N'empêche, la création de l'intergroupe parait dictée par l'affaire de l'arrêté anti-mendicité. « C'est la goutte d'eau qui a fait déborder le vase », reconnaît Christophe Lime. « Le maire était dans l'incohérence, nous voulons une majorité cohérente. Nous disons : ça suffit », dit Anne Vignot qui élève peu souvent le ton. Jean-Sébastien Leuba renchérit : « En 2011, le maire disait que ce serait dramatique de légiférer sur la mendicité. En 2014, on a voté pour un maire socialiste.
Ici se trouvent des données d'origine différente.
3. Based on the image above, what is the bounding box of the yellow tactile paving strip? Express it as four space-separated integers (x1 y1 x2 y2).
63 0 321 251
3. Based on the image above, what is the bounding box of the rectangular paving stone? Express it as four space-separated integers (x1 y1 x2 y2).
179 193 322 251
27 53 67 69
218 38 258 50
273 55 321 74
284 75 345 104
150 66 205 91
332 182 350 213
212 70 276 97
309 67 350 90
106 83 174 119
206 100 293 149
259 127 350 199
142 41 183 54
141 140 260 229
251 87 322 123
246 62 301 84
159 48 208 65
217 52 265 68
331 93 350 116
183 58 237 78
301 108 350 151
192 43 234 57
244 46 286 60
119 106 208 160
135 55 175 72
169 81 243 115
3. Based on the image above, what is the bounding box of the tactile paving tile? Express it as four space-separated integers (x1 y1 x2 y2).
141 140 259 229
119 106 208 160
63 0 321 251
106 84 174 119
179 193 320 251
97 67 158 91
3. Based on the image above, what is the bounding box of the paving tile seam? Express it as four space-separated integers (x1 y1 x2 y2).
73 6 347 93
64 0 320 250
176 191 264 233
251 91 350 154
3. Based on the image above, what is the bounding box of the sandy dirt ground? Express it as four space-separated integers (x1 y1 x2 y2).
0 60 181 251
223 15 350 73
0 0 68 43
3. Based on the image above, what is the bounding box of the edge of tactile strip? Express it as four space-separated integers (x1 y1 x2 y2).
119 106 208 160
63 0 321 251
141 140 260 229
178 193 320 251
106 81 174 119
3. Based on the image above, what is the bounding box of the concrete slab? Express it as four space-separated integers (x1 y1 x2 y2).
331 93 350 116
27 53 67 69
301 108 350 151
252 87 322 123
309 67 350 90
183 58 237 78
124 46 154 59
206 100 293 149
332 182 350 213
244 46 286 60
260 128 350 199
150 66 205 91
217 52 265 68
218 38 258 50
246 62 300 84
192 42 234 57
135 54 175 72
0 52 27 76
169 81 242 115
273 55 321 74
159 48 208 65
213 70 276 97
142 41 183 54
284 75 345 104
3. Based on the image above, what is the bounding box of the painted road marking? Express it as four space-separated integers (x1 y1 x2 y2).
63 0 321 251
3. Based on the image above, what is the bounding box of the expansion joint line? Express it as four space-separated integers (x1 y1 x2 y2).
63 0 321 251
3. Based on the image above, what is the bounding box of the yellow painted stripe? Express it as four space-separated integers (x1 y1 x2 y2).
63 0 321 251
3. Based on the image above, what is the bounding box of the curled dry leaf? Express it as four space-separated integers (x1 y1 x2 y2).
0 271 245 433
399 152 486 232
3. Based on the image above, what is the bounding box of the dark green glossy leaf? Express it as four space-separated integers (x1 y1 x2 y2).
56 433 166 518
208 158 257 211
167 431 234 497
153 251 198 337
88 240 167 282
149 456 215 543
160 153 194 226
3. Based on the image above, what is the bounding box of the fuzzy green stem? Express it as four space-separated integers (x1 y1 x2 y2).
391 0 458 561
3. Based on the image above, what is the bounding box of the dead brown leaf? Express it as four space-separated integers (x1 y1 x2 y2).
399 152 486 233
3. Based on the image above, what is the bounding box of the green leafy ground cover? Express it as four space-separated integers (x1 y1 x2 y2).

Aujourd'hui, cette divergence nous appauvrit... »

« A l'écoute de nos militants qui nous interpellent... »

L'initiative des douze doit aussi, assurément, s'analyser à l'aune des élections municipales de 2020. Mais pour les intéressés, pas question d'en dire trop : « on ne présente pas un programme municipal, je sors de l'université d'été de La Rochelle où Olivier Faure nous a incité à renforcer les forces de gauche », assure Leuba.

La pression de la France insoumise, très vite à la manoeuvre contre l'arrêté décrié, a-t-elle fait accélérer la création de l'intergroupe ? Question légitime quand on a en tête les 25,5% de Mélenchon à la présidentielle sur la ville, mais là aussi prématurée : « Si on commence à se demander ce que sera une liste municipale, c'est qu'on n'a rien compris à ce que demandent les citoyens », répond Thibaut Bize. « On n'a pas besoin des Insoumis pour prendre cette décision, nous sommes à l'écoute de nos militants qui nous interpellent », répond Antony Poulin (EELV).

Quoi qu'il en soit, tout se met en place pour un débat chaud sur le vote fondamental du budget, au printemps prochain. Celui qui dit si on est dans la majorité ou non. « On verra comment le budget se présente », dit Lime. « On sera présent dans le débat », dit Poulin.

D'ici là, nouveauté, « l'intergroupe s'exprimera avant les conseils municipaux », assure Anne Vignot.